In short, the collocation extraction method is by itself unable to sufficiently distinguish between agreement and disagreement with a sentiment without utilising higher order collocations, which would in turn significantly increase dimensionality and thereby significantly raise costs and the risk of bias to the method.

So, it is not feasible to use collocation extraction alone distinguish between an ingroup that is moderately populated with individuals that spread disgust narratives targeted at a given outgroup and an ingroup that is heavily populated by such individuals, due to ‘disgust debate’ generating a difficult to predict level of false positives in the data. This is a crucial obstacle to overcome, as if moral disgust narratives online are predictive of intergroup conflict, it may follow that widely accepted disgust narratives have a higher correlation with conflict than hotly contested disgust narratives.

It will be overcome by using the data generated through collocation extraction, TF-IDF analysis, and manual selection to train and refine an LLM to parse the data.
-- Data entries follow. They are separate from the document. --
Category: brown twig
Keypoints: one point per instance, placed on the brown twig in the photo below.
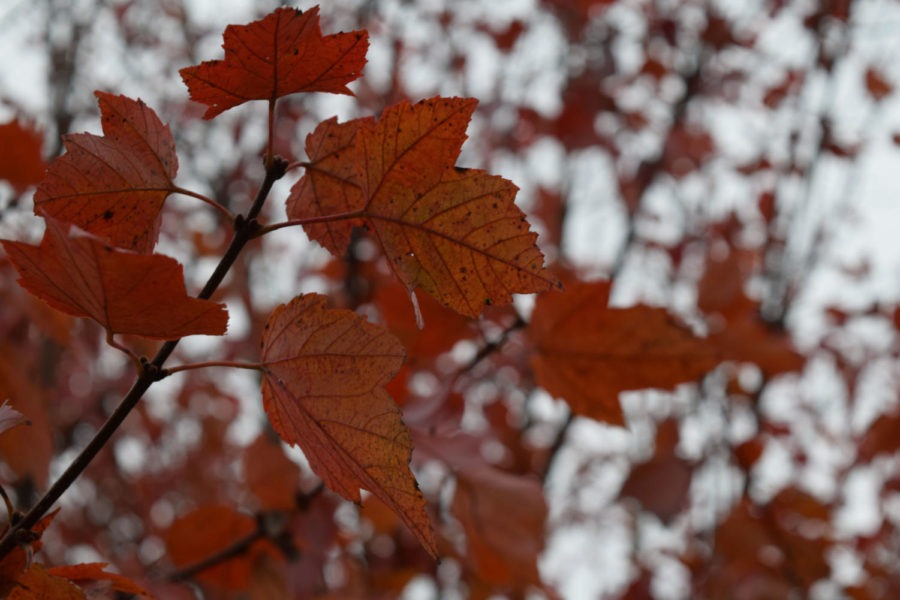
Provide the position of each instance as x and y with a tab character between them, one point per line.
245	228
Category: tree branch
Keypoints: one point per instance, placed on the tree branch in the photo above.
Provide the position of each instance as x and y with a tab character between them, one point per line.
245	228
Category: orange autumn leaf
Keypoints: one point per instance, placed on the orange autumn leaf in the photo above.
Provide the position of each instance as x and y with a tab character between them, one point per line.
330	185
456	233
14	565
20	155
283	53
586	352
10	417
323	389
114	185
94	572
270	475
38	584
125	292
661	484
503	516
204	532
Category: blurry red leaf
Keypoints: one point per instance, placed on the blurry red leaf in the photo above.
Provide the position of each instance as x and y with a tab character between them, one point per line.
587	353
270	475
454	232
14	564
756	557
38	584
776	94
92	572
27	451
20	155
114	186
882	437
323	389
125	292
207	531
687	148
10	417
736	329
877	85
661	484
506	39
283	53
503	517
654	68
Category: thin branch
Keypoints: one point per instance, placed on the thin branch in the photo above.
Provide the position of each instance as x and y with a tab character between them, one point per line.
215	363
354	214
236	549
225	212
152	370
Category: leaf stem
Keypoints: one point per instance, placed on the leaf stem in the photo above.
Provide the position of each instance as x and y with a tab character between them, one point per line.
269	154
111	340
299	164
354	214
244	230
236	549
225	212
215	363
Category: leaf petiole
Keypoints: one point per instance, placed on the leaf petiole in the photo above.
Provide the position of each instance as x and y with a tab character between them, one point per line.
111	340
225	212
354	214
215	363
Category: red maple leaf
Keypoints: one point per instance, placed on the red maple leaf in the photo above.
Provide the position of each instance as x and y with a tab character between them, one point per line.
454	232
283	53
125	292
114	185
20	155
587	353
323	389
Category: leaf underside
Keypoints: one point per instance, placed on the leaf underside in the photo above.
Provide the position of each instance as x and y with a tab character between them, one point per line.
323	390
283	53
114	185
140	294
456	233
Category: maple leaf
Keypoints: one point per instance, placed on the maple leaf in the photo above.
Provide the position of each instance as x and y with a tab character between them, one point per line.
270	475
330	185
114	185
10	417
456	233
20	155
14	565
283	53
38	584
323	390
92	572
503	516
661	484
125	292
204	532
587	353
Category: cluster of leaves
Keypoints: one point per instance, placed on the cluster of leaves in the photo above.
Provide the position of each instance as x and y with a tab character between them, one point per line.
386	198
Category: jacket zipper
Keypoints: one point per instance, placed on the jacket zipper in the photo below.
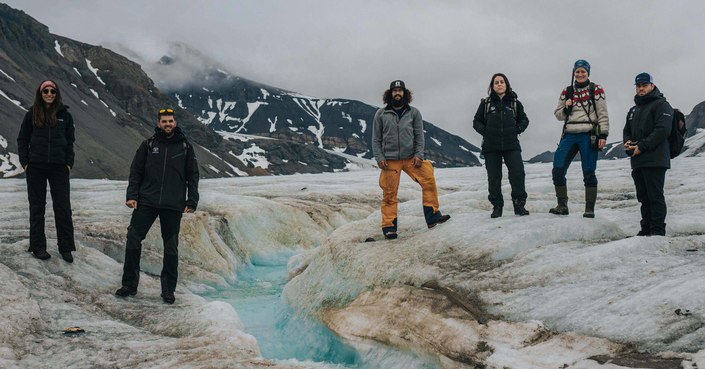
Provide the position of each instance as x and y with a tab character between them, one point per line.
49	151
161	188
501	126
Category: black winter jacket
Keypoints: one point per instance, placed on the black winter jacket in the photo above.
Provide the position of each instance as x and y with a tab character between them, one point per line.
163	171
53	145
649	123
500	128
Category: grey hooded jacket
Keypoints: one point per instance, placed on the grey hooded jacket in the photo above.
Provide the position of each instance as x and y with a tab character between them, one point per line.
395	138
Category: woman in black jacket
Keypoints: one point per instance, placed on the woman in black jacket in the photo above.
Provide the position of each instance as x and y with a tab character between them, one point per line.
500	119
45	145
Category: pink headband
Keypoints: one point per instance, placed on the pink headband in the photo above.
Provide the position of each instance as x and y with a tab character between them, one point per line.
47	83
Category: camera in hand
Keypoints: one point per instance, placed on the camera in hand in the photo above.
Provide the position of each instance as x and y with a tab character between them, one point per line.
631	152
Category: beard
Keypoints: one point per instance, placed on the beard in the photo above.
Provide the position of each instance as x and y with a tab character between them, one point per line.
398	103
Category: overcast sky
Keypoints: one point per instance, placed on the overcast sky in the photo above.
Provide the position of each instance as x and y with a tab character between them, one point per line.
446	51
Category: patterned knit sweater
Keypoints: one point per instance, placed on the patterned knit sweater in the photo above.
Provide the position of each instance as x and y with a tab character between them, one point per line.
584	114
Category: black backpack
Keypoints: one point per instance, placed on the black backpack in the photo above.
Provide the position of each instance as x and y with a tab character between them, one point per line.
677	137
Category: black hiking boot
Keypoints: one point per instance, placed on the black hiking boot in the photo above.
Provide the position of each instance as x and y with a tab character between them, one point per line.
41	254
125	291
66	255
168	297
442	219
562	197
590	199
519	208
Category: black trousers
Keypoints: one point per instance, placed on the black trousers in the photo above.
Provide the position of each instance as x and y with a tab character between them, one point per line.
58	177
142	219
649	191
493	164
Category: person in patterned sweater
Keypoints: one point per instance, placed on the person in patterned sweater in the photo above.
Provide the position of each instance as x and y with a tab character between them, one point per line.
583	109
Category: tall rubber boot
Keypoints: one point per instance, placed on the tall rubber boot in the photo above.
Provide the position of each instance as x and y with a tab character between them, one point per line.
562	197
590	198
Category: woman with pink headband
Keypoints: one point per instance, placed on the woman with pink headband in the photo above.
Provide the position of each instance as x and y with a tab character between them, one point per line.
45	146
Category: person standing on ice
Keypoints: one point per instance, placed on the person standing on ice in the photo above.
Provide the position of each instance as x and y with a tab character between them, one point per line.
398	145
500	119
163	172
45	147
645	136
583	109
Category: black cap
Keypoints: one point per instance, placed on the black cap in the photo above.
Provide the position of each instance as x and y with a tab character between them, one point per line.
397	84
643	78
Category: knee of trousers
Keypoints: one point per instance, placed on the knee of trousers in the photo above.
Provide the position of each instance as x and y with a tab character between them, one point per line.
590	179
134	239
558	174
171	246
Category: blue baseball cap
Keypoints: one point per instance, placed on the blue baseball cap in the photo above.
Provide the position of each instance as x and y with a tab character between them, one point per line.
643	78
582	63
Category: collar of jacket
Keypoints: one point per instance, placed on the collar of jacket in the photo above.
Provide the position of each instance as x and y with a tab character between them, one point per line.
178	135
389	107
509	96
648	98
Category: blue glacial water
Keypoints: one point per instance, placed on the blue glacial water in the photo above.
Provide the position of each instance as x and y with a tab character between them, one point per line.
285	336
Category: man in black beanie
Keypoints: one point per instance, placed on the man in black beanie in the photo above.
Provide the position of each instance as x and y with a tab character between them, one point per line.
646	133
163	172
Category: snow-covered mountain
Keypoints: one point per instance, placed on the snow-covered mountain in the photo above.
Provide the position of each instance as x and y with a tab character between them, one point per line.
114	102
232	105
499	293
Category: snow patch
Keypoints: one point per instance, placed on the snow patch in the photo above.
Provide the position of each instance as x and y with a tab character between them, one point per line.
265	93
7	75
209	120
253	155
179	102
57	47
313	108
241	136
94	71
346	116
19	105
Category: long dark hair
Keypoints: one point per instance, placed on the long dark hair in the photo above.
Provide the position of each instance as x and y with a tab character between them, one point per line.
43	116
387	96
506	82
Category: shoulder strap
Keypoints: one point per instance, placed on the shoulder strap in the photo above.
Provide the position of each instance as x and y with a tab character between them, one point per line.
486	101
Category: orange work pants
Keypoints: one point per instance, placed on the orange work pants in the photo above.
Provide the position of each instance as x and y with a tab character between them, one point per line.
389	182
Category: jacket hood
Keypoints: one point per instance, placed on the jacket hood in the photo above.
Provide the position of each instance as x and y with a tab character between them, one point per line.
178	135
648	98
511	95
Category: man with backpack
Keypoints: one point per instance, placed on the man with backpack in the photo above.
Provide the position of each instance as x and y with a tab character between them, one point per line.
162	173
646	141
583	109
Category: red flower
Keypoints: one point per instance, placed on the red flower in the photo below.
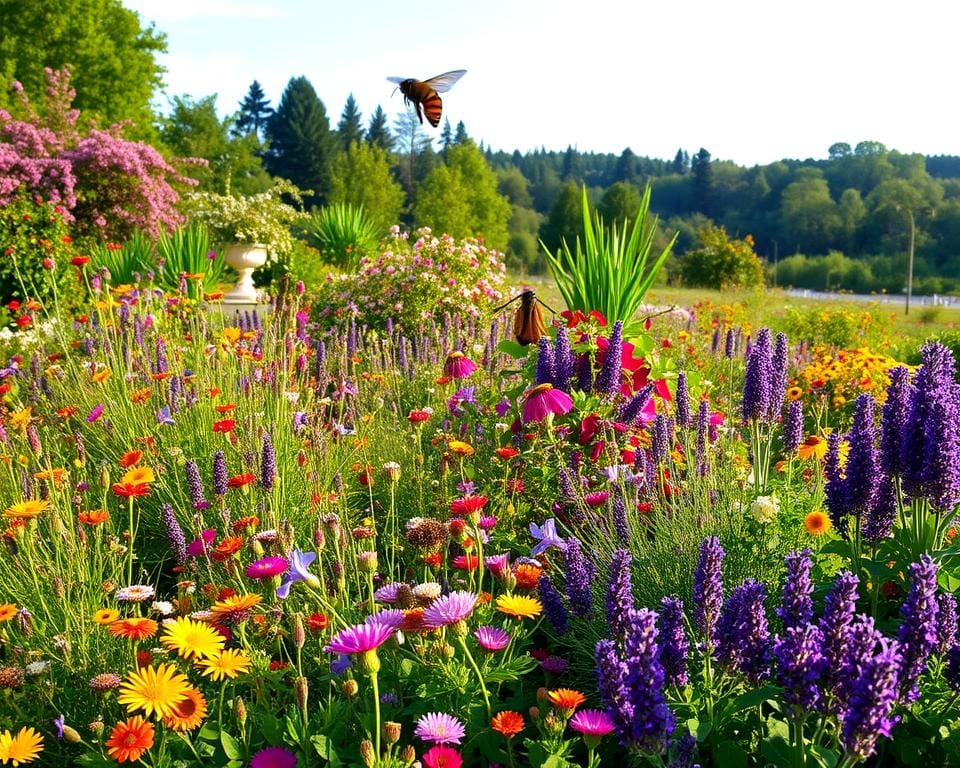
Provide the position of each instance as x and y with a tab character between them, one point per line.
127	490
317	622
467	505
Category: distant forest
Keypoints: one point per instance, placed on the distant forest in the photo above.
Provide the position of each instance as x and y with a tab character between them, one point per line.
840	223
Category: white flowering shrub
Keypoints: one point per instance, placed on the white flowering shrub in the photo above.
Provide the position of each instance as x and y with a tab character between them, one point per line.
264	218
412	283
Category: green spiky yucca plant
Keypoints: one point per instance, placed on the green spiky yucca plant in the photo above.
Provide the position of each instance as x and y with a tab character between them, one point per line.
342	233
611	269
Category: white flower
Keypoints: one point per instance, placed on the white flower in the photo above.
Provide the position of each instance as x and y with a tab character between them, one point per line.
765	509
37	667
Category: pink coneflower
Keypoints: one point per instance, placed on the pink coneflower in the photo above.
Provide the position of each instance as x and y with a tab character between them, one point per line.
544	400
442	757
198	547
440	728
596	499
458	366
274	757
592	722
449	609
387	593
267	567
393	617
498	565
360	638
492	638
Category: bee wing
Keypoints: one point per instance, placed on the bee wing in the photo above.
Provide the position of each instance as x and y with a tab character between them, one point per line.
443	83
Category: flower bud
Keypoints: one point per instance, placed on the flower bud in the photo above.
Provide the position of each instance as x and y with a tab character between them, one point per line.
391	732
241	711
299	633
367	753
302	690
367	562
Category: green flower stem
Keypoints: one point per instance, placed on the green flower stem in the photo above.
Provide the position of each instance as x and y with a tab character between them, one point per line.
376	713
476	669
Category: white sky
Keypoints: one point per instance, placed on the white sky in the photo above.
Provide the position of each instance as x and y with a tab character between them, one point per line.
753	81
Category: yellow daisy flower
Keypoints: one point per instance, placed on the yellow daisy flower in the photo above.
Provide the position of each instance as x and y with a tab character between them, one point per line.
519	606
154	690
230	663
191	638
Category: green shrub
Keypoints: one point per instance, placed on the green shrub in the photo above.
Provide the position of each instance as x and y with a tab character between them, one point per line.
413	283
32	231
722	263
342	233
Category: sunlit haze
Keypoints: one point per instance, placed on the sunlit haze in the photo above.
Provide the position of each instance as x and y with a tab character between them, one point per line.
752	82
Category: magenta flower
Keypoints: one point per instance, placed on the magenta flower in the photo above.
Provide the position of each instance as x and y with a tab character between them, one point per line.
492	638
592	722
449	609
544	400
360	638
458	366
267	567
440	728
198	547
95	413
274	757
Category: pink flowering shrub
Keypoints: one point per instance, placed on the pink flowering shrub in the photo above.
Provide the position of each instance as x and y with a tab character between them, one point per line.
414	283
107	185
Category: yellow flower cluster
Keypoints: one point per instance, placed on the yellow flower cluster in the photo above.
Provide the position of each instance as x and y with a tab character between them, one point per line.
840	375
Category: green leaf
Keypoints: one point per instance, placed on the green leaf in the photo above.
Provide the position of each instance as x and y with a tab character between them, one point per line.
729	754
231	747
LLM method

An efficient alternative to recognise and discount false positives can be made by training and refining a custom LLM to parse the data. I will first train the LLM on the broader corpus containing the targeted datasets in the study, using Haidt's categorical model and the collocations extracted from the datasets. The model will learn to recognise and differentiate between genuine expressions of disgust and false positives. I will then refine the model's disgust lexicon through iterative error correction. This process will involve continuously updating and refining the lexicon based on the model's predictions and feedback from the data it processes. Over time, this iterative approach will help the model to reduce false positives by learning from its mistakes and improving its accuracy in identifying true expressions of disgust.

By training the model to recognise and handle negatives in sentiment analysis, it will be better equipped to understand the context and nuances of 'disgust debate.' This adaptation will enable the model to distinguish between shared sentiments and debates within communities, thereby reducing the likelihood of false positives and providing a reliable way to differentiate between moderate and extreme levels of disgust sentiment within a community for a target outgroup.

A second significant advantage of incorporating an LLM is its ability to process large datasets efficiently. Once a sufficiently low level of error is reliably achieved, it can analyse extensive data spanning decades to identify patterns and trends. This comprehensive analysis will help to contextualise the identified collocations and further reduce the impact of false positives by providing a broader perspective on online disgust sentiments within and across communities.

By implementing these strategies, I aim to minimise the false positive problem effectively, ensuring that the model's predictions and insights into online disgust sentiments are both accurate and reliable.